San Vito, maggio di dialogo alla fattoria sociale: tre serate su giovani, migrazioni e impegno civile
Alla Volpe sotto i Gelsi un ciclo gratuito promosso da Il Piccolo Principe: narrativa, accoglienza e volontariato al centro degli incontri.
Un calendario pensato per mettere in contatto esperienze diverse, voci giovani e temi che toccano da vicino anche il Friuli occidentale. A San Vito al Tagliamento, per il mese di maggio, la fattoria didattica e sociale La Volpe sotto i Gelsi ospiterà tre appuntamenti pubblici dedicati a nuove generazioni, inclusione e partecipazione.
L'iniziativa porta il titolo “Giovani impronte sul presente” ed è promossa dalla cooperativa sociale Il Piccolo Principe di Casarsa della Delizia. La sede scelta è quella di via Copece, luogo già conosciuto sul territorio per attività sociali ed educative.
Tutti gli incontri sono a ingresso libero e inizieranno alle 18. Al termine di ogni serata è previsto un momento conviviale con aperitivo, pensato per proseguire il confronto in modo informale tra ospiti e partecipanti.
Un percorso che parte dall'ascolto
La rassegna nasce con l'idea di aprire uno spazio di parola e di confronto su questioni che attraversano il presente: dai percorsi dei ragazzi all'accoglienza, fino alle forme concrete della solidarietà. L'obiettivo, nelle intenzioni degli organizzatori, è far dialogare il territorio con testimonianze capaci di restituire esperienze reali.
Il presidente della cooperativa, Luigino Cesarin, ha spiegato che il progetto è stato costruito proprio per offrire alle nuove generazioni un'occasione di espressione e di ascolto, mettendo al centro temi sociali attuali e il rapporto con la comunità.
Il primo incontro tra letteratura e confini
Ad aprire il ciclo sarà l'appuntamento di venerdì 15 maggio, dedicato alla presentazione del racconto “Tra mais e rovine, sueño en otro idioma” di Edoardo Rizzo. Il testo ha ottenuto il primo premio al concorso internazionale Gianni Stuparich 2025.
A condurre l'incontro sarà Marco Pelosi, corrispondente de Il Popolo. La serata proporrà così uno sguardo su una scrittura giovane e su una narrativa capace di muoversi attorno ai temi del confine e delle identità.

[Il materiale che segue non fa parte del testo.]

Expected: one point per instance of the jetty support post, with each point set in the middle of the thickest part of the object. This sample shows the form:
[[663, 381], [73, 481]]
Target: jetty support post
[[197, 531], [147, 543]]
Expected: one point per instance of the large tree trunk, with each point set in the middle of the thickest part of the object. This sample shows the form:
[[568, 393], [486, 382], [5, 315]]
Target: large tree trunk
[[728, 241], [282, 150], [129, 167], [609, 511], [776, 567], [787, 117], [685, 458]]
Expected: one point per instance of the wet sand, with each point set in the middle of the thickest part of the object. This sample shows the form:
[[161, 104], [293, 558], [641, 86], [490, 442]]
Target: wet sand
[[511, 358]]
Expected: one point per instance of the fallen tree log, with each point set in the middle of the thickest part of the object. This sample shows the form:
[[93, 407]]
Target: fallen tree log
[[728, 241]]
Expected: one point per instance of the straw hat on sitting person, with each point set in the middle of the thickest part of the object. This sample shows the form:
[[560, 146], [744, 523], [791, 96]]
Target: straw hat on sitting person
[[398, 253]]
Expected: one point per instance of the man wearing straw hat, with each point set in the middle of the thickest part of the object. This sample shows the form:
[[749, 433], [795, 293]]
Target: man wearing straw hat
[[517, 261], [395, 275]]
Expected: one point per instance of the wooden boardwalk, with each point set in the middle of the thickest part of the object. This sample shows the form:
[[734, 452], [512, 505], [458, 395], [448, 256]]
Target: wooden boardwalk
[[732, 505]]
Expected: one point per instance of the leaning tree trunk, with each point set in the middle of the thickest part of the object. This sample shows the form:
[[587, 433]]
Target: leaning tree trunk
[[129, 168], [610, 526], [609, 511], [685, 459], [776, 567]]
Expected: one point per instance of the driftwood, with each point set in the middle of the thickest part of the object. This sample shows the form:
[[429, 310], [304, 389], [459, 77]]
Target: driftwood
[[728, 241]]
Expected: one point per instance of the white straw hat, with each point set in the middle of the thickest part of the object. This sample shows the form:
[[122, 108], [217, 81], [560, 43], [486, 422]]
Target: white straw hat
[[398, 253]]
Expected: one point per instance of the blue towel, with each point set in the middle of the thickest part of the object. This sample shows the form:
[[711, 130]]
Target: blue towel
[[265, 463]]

Accoglienza e migrazioni nel secondo appuntamento
Venerdì 22 maggio il focus si sposterà sulle esperienze legate alla mobilità delle persone e ai percorsi di accoglienza. Il titolo scelto per la serata è “Migrazione e accoglienza: dialogo tra esperienze”.
Interverranno Lorena Fornasir e Gian Andrea Franchi dell'associazione Linea d'Ombra di Trieste, insieme a Stefano Venuto, responsabile del Servizio di Accoglienza richiedenti protezione internazionale e profughi della cooperativa Il Piccolo Principe. Sono inoltre previste testimonianze dirette di richiedenti asilo, elemento che darà all'incontro un taglio concreto e non solo teorico.
Chiusura dedicata al volontariato
L'ultima data sarà quella di venerdì 29 maggio e avrà come tema l'impegno volontario, in Italia e fuori dai confini nazionali. A raccontare i propri percorsi saranno giovani coinvolti nel Servizio Civile Universale, nei progetti del Corpo Europeo di Solidarietà, nei campi di Libera e nelle attività di Solidarmondo Odv Italia.
Questo appuntamento conclusivo è organizzato con la collaborazione di Informagiovani Casarsa. Il filo conduttore sarà il racconto di esperienze diverse per contesto e destinazione, ma unite da una stessa scelta di responsabilità civile e partecipazione.
Per San Vito e per l'area del Friuli occidentale si tratta di un'occasione per riportare al centro temi spesso discussi in astratto, ma che qui verranno affrontati attraverso storie, incontri e confronto diretto con chi li vive ogni giorno.